Als die Bahnfahrt dann endlich vorbei ist und ich am Flughafen angekommen bin, werde ich von Digital Signage quasi erschlagen. Wo immer mein Blick hinwandert, es erwartet mich ein Bildschirm, auf dem irgendwelche Werbung läuft. Ein großes Display verrät mir direkt, wie viel Zeit mir noch bis zu meinem Flug bleibt – nämlich beängstigend wenig. Ich suche also auf dem Bildschirm nach meiner Flugnummer und begebe mich zum Check-In. Links und rechts leuchten mir Pixel entgegen, hier gibt es wirklich kein Geschäft, Restaurant oder sonstiges, welches kein Digital Signage benutzt. Nachdem mich die Dame am Check-In Schalter gescholten hat, dass ich ja wirklich schon sehr spät dran sei, bin ich jetzt aber doch erleichtert, da ich es noch rechtzeitig für meinen Flug geschafft habe. Ich mache mich also auf zu meinem Gate, jetzt schlendere ich schon fast, ich kann es mir ja leisten. Die leuchtenden Reklamen der Geschäfte springen mir von allen Seiten ins Gesicht. Dabei fällt mein Blick jedoch besonders auf das einer Parfümerie, ich denke, dass ich meinem pariser Geschäftspartner mit einer kleinen Aufmerksamkeit bestimmt eine Freude bereiten kann.

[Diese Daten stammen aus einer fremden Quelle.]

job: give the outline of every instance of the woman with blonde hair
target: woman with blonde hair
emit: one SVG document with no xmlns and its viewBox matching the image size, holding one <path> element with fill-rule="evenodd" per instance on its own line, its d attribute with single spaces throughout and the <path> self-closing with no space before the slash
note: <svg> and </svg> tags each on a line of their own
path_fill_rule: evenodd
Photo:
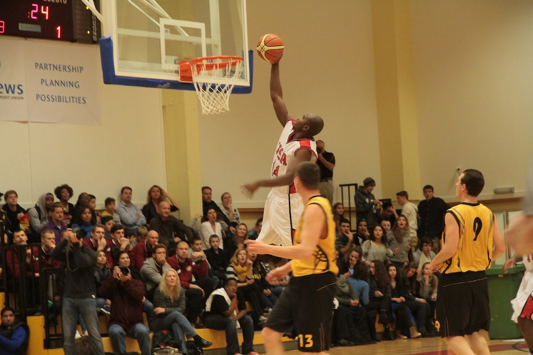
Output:
<svg viewBox="0 0 533 355">
<path fill-rule="evenodd" d="M 170 203 L 170 212 L 175 212 L 179 210 L 176 201 L 172 199 L 166 192 L 158 185 L 152 185 L 148 189 L 148 193 L 146 196 L 146 204 L 142 206 L 142 214 L 146 218 L 146 222 L 150 223 L 150 220 L 159 214 L 159 203 L 166 201 Z"/>
<path fill-rule="evenodd" d="M 403 214 L 400 215 L 392 229 L 387 233 L 387 239 L 391 250 L 398 249 L 396 255 L 389 260 L 398 270 L 403 270 L 409 262 L 408 253 L 411 244 L 411 238 L 409 236 L 409 222 Z"/>
<path fill-rule="evenodd" d="M 154 332 L 171 330 L 174 337 L 181 340 L 180 350 L 187 353 L 185 335 L 192 338 L 201 348 L 208 348 L 212 343 L 198 335 L 187 318 L 185 311 L 185 289 L 180 285 L 177 272 L 173 269 L 166 270 L 154 294 L 154 317 L 150 329 Z"/>
<path fill-rule="evenodd" d="M 239 223 L 235 227 L 233 238 L 224 242 L 227 255 L 232 255 L 237 249 L 244 249 L 244 241 L 248 239 L 248 227 L 245 223 Z"/>
</svg>

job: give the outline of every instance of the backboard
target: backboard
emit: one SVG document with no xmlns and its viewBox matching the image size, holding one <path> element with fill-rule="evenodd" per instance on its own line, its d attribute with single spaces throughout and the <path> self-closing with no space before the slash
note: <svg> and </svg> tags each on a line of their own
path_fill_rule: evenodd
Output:
<svg viewBox="0 0 533 355">
<path fill-rule="evenodd" d="M 92 1 L 82 0 L 89 7 Z M 233 92 L 251 91 L 246 0 L 101 2 L 102 34 L 110 37 L 101 43 L 102 68 L 112 65 L 123 82 L 112 83 L 194 90 L 192 84 L 180 82 L 180 61 L 236 55 L 244 58 L 244 70 Z"/>
</svg>

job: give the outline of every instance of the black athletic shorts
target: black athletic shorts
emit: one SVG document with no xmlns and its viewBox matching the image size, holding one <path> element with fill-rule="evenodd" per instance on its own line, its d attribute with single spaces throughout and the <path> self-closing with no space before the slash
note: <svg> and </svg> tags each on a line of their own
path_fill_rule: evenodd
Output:
<svg viewBox="0 0 533 355">
<path fill-rule="evenodd" d="M 442 274 L 438 289 L 435 325 L 441 336 L 488 331 L 490 309 L 484 271 Z"/>
<path fill-rule="evenodd" d="M 331 272 L 291 278 L 265 326 L 281 333 L 293 330 L 301 351 L 328 350 L 336 288 Z"/>
</svg>

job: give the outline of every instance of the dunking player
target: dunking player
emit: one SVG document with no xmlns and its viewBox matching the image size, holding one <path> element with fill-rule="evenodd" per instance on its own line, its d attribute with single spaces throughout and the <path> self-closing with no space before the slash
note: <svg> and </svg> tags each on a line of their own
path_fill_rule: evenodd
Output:
<svg viewBox="0 0 533 355">
<path fill-rule="evenodd" d="M 458 355 L 490 353 L 479 333 L 488 330 L 490 321 L 485 270 L 505 246 L 494 214 L 478 202 L 484 183 L 478 170 L 459 176 L 455 195 L 461 203 L 446 211 L 443 246 L 430 264 L 442 272 L 437 301 L 441 336 Z"/>
<path fill-rule="evenodd" d="M 268 355 L 283 353 L 281 336 L 292 326 L 298 338 L 298 349 L 303 353 L 326 353 L 329 348 L 338 269 L 334 259 L 335 222 L 329 201 L 320 196 L 320 179 L 317 164 L 306 162 L 298 165 L 294 185 L 305 203 L 294 233 L 294 245 L 245 242 L 251 253 L 292 259 L 266 275 L 266 280 L 275 285 L 293 272 L 290 282 L 263 328 Z"/>
<path fill-rule="evenodd" d="M 260 187 L 273 188 L 265 203 L 263 227 L 258 240 L 268 244 L 292 245 L 292 230 L 302 214 L 303 203 L 292 184 L 294 171 L 302 162 L 317 161 L 317 145 L 313 136 L 322 131 L 324 122 L 313 114 L 296 120 L 289 115 L 283 101 L 279 80 L 279 64 L 272 64 L 270 98 L 274 111 L 284 126 L 276 146 L 271 178 L 244 186 L 253 193 Z"/>
</svg>

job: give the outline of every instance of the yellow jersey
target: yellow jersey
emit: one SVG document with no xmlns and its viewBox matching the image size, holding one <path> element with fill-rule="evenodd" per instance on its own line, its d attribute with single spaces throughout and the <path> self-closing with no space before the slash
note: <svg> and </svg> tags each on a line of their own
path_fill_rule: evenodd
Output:
<svg viewBox="0 0 533 355">
<path fill-rule="evenodd" d="M 305 276 L 316 273 L 333 272 L 336 275 L 338 268 L 335 260 L 335 223 L 332 213 L 329 201 L 322 196 L 313 196 L 309 199 L 304 206 L 302 217 L 298 221 L 298 225 L 294 233 L 293 243 L 294 245 L 302 243 L 300 233 L 302 224 L 304 222 L 305 209 L 310 205 L 318 205 L 324 211 L 327 223 L 327 236 L 324 239 L 320 239 L 313 253 L 313 256 L 307 260 L 293 259 L 291 263 L 291 268 L 293 276 Z"/>
<path fill-rule="evenodd" d="M 463 203 L 447 211 L 459 225 L 459 242 L 453 256 L 444 262 L 443 273 L 480 271 L 490 267 L 492 257 L 494 214 L 480 203 Z M 446 228 L 442 233 L 446 244 Z"/>
</svg>

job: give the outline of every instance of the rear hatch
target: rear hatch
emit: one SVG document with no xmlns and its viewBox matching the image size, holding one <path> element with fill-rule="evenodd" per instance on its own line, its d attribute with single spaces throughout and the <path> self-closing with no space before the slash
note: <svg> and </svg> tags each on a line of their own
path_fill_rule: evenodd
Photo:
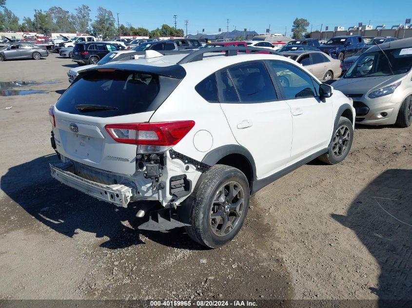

Ich betrete die Parfümerie und stelle direkt fest, dass dieses Digital Signage Konzept das wohl außergewöhnlichste ist, das ich bisher erlebt habe. Der mannshohe Bildschirm zeigt mir nicht einfach nur die verschiedensten Produkte an, ich kann anscheinend damit interagieren. Mit einem eleganten „Hier berühren“-Hinweis tippe ich das Display an und schon wird mir eine Art Auswahl angezeigt. Ich kann mich dann für eine Herren- oder Damenrubrik entscheiden, dann klicke ich weiter auf Herrenparfüms. Aber mit nur einfachem Durchklicken ist dieses Digital Signage System nicht fertig, es stellt mir sogar fragen. Mag ich lieber eine schwere oder eine liebliche Duftnote? Soll es herb oder eher süßlich sein? In welcher Preiskategorie befinde ich mich? Als ich all diese Fragen mit einem Fingerdruck beantwortet habe, werden mir drei verschiedene Parfüms zur Wahl gestellt, auf die meine Kriterien wohl passen sollen. Wie effizient, denke ich. Als wäre das nicht schon genug gewesen, sagt mir das Display jetzt auch noch, wo im Laden ich das Parfüm finden kann, das ich ausgewählt habe. Ich gehe also zu dem Dior-Aufsteller und schnuppere daran: tatsächlich, es ist ganz nach meinem Geschmack. Begeistert von dieser neuen Digital Signage Technik gehe ich zur Kasse und bin mehr als zufrieden, als ich den Laden dann verlasse. Bestimmt hat mich dieses technische Erlebnis jetzt aber doch etwas mehr Zeit gekostet, als ich eigentlich erübrigen kann, aber nein, ein Blick auf die Uhr sagt mir, dass ich sogar immer noch etwas Zeit habe. Hmm, denke ich, vielleicht noch gemütlich einen Kaffee trinken?